There are different ways to escape from North Korea. As we saw recently in the news, (November 2017) one dangerous way for a soldier to escape is to run desperately through the JSA (Joint Security Area) and across the border while your comrades shoot at you from behind.
Here’s a video with a description of what happened. The soldier is dragged to safety by South Korean soldiers and is now in hospital with gun shot wounds.
In the non-fiction international bestseller The Girl With Seven Names (William Collins, 2015) the author describes her unusual escape from North Korea.
I imagined this book would be doomy-gloomy but somehow it isn’t. The tone is matter-of-fact as Hyeonseo Lee retells her remarkable story which starts from her childhood in North Korea.
Her story begins with the alarming details of life in the North, then navigates through a mix of corruption and kindness that she meets along the way, and finally touches on the realities of adjusting to a totally new life. She left the North for China in 1997 but didn’t reach South Korea for another ten years. So part of her story takes place there.
With government messages delivered through speakers inside the home and children being taught to snitch on each other, life in the North seems reminiscent of Orwell’s 1984. Only government approved cloths must be used to wipe the portraits of Kim Jong Il and Kim Il Sung which hang in each household. And citizens will risk their lives to save the portraits. But behind the scenes not everyone is a completely law abiding citizen. Hyeonseo lives near the Chinese border where smuggling and bribes are rife.
The resourceful Hyeonseo goes from an innocent girl to a street smart woman when she leaves the North.

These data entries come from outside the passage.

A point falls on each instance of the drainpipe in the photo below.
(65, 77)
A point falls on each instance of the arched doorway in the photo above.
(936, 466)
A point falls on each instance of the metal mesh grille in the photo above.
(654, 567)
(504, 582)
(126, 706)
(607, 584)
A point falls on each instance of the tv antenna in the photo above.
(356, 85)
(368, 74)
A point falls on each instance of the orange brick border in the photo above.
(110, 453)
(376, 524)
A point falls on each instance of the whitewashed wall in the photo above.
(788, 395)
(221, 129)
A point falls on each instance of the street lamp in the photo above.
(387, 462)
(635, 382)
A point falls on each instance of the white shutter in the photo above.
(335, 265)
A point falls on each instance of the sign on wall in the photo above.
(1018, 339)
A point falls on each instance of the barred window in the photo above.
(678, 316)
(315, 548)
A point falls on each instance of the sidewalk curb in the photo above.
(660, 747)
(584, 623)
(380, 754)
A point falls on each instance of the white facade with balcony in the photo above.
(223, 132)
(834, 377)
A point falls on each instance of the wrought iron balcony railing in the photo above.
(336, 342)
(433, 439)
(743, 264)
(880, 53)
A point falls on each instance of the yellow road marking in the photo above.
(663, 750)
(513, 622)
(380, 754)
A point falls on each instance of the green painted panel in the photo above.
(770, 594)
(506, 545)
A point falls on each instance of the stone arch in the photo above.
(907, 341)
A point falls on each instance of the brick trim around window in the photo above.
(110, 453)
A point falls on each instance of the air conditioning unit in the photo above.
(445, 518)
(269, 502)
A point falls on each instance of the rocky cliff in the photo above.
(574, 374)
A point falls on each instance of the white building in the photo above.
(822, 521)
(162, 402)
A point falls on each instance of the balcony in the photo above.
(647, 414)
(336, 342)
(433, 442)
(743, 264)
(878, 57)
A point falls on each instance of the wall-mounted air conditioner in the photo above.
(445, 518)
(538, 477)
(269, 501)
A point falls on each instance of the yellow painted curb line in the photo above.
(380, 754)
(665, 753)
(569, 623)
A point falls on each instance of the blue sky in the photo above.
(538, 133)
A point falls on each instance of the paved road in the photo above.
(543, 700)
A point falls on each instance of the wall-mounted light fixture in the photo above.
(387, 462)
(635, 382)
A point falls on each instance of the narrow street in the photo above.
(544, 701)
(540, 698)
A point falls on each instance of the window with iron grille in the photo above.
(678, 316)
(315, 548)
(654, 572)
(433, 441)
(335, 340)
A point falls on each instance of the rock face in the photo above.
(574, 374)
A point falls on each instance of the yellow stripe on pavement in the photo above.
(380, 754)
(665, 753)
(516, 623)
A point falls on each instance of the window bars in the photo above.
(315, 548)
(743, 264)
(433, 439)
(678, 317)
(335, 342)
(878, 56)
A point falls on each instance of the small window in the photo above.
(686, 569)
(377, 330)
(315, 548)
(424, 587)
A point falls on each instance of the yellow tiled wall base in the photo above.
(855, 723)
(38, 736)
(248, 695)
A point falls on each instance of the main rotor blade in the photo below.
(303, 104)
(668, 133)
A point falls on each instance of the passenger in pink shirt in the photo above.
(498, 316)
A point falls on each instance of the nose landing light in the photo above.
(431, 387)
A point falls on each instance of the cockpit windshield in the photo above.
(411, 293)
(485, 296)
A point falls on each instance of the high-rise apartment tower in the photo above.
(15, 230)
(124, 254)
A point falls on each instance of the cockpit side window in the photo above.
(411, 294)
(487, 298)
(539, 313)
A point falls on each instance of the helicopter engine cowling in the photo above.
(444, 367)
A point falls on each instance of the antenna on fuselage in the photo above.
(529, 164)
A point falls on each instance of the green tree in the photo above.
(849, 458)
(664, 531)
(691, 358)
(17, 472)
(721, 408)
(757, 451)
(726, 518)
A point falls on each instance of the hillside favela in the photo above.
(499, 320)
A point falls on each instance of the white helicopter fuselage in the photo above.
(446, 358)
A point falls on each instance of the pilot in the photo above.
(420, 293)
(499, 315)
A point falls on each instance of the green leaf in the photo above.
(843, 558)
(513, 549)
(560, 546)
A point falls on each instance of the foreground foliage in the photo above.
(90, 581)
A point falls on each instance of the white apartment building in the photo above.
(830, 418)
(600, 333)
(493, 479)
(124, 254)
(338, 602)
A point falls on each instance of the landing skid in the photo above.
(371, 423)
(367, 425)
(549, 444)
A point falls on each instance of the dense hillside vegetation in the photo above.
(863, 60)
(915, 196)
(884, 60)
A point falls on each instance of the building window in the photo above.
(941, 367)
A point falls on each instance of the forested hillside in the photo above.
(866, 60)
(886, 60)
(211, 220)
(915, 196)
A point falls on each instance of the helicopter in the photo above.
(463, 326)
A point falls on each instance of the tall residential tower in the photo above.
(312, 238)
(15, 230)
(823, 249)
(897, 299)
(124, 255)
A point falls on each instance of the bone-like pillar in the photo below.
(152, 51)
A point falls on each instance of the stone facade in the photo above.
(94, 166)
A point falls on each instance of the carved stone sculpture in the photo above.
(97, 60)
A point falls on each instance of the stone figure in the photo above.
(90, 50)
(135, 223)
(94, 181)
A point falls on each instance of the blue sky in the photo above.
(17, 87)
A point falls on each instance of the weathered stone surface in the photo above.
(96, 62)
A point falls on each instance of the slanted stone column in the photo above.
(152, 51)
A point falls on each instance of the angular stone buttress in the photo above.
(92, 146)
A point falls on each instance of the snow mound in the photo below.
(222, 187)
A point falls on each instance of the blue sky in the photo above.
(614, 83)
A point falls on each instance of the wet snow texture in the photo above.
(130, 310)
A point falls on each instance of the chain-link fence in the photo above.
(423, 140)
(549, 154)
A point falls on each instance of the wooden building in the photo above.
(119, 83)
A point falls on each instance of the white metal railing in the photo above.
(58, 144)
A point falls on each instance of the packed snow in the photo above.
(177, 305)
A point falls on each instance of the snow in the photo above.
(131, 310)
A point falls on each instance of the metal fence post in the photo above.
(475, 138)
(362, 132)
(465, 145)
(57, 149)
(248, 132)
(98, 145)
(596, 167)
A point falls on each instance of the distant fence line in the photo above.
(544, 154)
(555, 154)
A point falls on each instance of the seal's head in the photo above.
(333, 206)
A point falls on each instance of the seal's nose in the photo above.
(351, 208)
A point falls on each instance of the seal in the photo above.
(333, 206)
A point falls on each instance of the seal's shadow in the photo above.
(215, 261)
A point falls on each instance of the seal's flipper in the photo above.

As a paperless illegal she has to to navigate her way through ID checks, corruption, informers, and scams.
She points out you can do without all sorts of material things but you can’t do without other people – for help or support. She is desperately lonely without her family and will do anything to be with them again. She often has to rely on others which unfortunately doesn’t always end well. The corruption of the officials in Laos making money off the helplessness of defectors is infuriating. I shed some tears.
She has changed her name many times and assumed different identities to survive. But her problems don’t stop when she reaches the South. They just change. Now she has to deal with freedom and making a new life. Discrimination is an issue since the two countries have totally different values.
Having believed the lies of the Kim regime, she is shocked at the wealth and development she finds in the South. But she discovers that, for very different reasons, it’s not so great here either. In one of many thought provoking moments, she points out that the people of South Korea are (according to statistics) THE unhappiest people in the developed world. She sees the unhappiness in her rich neighbours even though she comes from a country where human rights are unheard of and the people are starving.
Still, it’s a happy ending. Now the street smart young woman with little education has to try to fit in to a country where education is everything. I wanted to hear more about the difficulties in adjusting to life in South Korea – from using everyday technology to the deeper issues of living in a democratic country. We get a taste of this. Her mum struggles with technology and feels sorry for ‘the man who has to work inside the ATM machine’. It’s poignant but amusing. But that’s not what this book is about. Perhaps more of this will be in a sequel?
This is a story of dealing with the cards you’re dealt whilst looking after the people who are important to you. I found it very moving and uplifting.